Solo le faltaba concluir: “La perspectiva de beneficiarse de una política social atractiva produce el efecto llamada. Ya no tenemos los medios para hacerlo” No se sabe si el señor Hortefeux imagina también que, atraídos por las ayudas sociales pakistaníes, un millón seiscientos mil afganos están refugiados en aquel país. O que, para aprovecharse de la largueza de un reino en el que la riqueza por habitante es siete veces inferior a la de Francia, más de medio millón de refugiados sirios han obtenido ya asilo en Jordania.

Occidente se servía hace treinta años de su prosperidad, de sus libertades, como de un ariete ideológico contra los sistemas que combatía. Algunos de sus dirigentes utilizan, actualmente, el desamparo de los emigrantes para precipitar el desmantelamiento de todos los sistemas de protección social. Poco les importa a tales manipuladores del sufrimiento que la aplastante mayoría de refugiados del planeta sean, casi siempre, acogidos por países apenas menos miserables que ellos.
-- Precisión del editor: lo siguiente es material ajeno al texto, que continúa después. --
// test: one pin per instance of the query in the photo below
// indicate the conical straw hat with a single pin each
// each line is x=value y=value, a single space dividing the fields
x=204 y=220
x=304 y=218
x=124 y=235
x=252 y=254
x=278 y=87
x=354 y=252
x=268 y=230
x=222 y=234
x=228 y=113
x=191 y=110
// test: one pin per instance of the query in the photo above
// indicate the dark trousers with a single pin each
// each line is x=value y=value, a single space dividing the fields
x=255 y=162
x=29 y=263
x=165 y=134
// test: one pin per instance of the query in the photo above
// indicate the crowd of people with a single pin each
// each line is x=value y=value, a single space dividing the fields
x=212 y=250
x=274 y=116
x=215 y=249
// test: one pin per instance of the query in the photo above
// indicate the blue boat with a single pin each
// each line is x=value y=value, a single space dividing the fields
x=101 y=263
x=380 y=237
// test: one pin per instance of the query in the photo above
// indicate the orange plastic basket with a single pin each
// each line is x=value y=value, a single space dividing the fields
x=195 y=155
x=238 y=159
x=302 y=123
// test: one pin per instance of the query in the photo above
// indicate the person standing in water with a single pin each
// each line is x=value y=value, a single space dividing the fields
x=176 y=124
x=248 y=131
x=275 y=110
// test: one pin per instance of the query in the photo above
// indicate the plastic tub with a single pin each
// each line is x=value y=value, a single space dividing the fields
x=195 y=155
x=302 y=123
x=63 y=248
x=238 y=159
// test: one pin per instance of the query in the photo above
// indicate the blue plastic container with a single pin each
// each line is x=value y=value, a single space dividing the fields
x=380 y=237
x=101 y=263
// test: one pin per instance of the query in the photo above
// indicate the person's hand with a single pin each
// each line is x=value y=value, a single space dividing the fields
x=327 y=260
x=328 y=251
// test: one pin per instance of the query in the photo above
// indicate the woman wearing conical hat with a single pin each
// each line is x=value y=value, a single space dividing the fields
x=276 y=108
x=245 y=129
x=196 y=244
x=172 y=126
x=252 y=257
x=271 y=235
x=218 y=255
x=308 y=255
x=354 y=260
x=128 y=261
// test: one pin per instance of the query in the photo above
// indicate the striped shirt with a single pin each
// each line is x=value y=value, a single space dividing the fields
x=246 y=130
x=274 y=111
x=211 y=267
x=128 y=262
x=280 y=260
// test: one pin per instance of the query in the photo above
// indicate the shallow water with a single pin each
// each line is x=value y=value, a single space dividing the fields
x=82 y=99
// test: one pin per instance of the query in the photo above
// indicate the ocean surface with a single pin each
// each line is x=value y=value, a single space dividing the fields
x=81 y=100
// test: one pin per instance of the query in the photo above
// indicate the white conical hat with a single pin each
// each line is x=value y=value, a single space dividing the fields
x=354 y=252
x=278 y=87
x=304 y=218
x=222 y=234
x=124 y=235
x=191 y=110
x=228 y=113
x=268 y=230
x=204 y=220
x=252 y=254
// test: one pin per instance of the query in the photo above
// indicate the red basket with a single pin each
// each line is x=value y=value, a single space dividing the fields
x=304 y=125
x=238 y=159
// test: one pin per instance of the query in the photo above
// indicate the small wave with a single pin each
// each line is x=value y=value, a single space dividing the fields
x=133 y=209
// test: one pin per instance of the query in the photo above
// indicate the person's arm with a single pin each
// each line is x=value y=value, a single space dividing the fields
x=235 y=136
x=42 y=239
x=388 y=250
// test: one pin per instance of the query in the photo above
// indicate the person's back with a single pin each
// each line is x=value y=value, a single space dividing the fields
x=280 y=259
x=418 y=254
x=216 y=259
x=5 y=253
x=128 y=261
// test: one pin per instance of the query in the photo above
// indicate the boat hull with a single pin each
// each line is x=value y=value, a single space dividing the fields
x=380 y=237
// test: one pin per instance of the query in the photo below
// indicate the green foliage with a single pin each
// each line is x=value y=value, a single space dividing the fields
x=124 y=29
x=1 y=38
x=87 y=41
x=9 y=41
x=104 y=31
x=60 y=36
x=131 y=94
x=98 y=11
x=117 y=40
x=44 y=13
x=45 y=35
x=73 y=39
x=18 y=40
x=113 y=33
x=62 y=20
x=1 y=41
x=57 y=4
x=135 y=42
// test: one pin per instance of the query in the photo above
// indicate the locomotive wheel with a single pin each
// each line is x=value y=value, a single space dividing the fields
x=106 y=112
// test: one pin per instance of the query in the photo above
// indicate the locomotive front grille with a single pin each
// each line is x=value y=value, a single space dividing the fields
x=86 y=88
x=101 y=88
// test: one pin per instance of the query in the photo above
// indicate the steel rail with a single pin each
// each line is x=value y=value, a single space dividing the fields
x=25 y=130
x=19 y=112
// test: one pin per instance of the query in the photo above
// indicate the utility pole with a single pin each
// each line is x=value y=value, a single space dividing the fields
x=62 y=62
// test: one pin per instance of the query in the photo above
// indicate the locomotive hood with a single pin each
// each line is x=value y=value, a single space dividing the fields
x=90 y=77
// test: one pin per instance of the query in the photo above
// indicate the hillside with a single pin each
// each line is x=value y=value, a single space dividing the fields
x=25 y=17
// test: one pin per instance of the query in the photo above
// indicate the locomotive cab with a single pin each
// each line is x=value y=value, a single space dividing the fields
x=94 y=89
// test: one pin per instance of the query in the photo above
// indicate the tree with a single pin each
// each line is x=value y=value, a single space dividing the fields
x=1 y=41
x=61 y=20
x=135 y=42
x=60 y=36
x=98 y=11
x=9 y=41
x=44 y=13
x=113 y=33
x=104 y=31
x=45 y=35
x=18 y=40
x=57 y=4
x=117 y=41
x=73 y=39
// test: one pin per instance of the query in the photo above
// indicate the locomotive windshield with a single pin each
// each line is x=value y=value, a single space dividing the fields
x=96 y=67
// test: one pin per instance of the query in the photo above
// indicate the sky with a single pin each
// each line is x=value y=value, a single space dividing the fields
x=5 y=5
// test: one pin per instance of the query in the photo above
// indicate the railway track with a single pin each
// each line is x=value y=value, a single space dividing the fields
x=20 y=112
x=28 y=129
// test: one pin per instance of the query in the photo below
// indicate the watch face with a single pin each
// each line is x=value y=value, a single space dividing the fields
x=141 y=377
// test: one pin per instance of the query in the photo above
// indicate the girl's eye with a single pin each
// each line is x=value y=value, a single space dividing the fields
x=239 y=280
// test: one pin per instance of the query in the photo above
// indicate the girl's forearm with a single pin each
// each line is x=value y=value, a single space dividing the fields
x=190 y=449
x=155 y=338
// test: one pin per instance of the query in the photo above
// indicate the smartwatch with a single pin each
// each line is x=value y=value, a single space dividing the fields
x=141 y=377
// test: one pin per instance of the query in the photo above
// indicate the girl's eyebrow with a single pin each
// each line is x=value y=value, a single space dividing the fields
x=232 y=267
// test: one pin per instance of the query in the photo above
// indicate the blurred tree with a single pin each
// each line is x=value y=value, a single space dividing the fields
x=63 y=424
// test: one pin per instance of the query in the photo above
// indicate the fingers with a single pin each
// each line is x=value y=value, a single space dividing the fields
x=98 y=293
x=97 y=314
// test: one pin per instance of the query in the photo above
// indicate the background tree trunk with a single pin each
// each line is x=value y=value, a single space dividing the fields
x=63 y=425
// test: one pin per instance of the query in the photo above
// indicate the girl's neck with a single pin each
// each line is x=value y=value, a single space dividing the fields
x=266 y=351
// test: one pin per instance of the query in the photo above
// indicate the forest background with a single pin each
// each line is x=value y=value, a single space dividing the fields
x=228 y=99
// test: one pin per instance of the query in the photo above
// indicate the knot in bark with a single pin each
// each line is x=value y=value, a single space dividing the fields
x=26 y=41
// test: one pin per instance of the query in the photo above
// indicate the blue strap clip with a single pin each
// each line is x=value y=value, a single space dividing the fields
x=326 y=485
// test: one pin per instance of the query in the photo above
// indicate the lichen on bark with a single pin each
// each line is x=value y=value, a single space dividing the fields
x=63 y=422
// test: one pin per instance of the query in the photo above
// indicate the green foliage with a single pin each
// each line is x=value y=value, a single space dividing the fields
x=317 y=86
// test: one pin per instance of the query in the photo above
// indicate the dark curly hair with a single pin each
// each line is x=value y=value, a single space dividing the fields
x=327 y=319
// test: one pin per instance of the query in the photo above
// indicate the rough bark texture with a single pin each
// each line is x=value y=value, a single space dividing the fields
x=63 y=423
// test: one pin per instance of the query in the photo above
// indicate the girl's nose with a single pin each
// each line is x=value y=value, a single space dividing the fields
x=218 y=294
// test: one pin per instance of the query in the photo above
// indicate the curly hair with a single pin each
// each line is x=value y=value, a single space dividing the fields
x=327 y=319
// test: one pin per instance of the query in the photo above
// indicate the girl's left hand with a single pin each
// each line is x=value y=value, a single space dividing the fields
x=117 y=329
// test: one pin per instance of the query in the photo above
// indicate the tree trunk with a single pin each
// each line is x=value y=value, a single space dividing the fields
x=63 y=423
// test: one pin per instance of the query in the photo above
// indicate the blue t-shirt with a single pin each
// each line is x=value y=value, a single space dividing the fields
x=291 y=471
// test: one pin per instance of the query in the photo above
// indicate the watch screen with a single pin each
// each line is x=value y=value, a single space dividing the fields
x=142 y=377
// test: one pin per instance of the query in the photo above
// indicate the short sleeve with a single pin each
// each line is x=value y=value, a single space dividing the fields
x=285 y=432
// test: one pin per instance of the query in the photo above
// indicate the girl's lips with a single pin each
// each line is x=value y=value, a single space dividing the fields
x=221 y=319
Cuando la Unión Europea no obliga a estos Estados, ya próximos al punto de saturación, a “hacer que cese el negocio indigno de las embarcaciones de fortuna”, les empuja a convertirse en su baluarte, a protegerla de los indeseables, atrapándolos o deteniénlos en campos de refugiados. Lo más sórdido es que todo esto durará un tiempo. Pues, un día, el viejo continente llamará de nuevo a jóvenes inmigrantes para frenar su caída demográfica. Entonces, los discursos se invertirán, los muros caerán, los mares se abrirán…"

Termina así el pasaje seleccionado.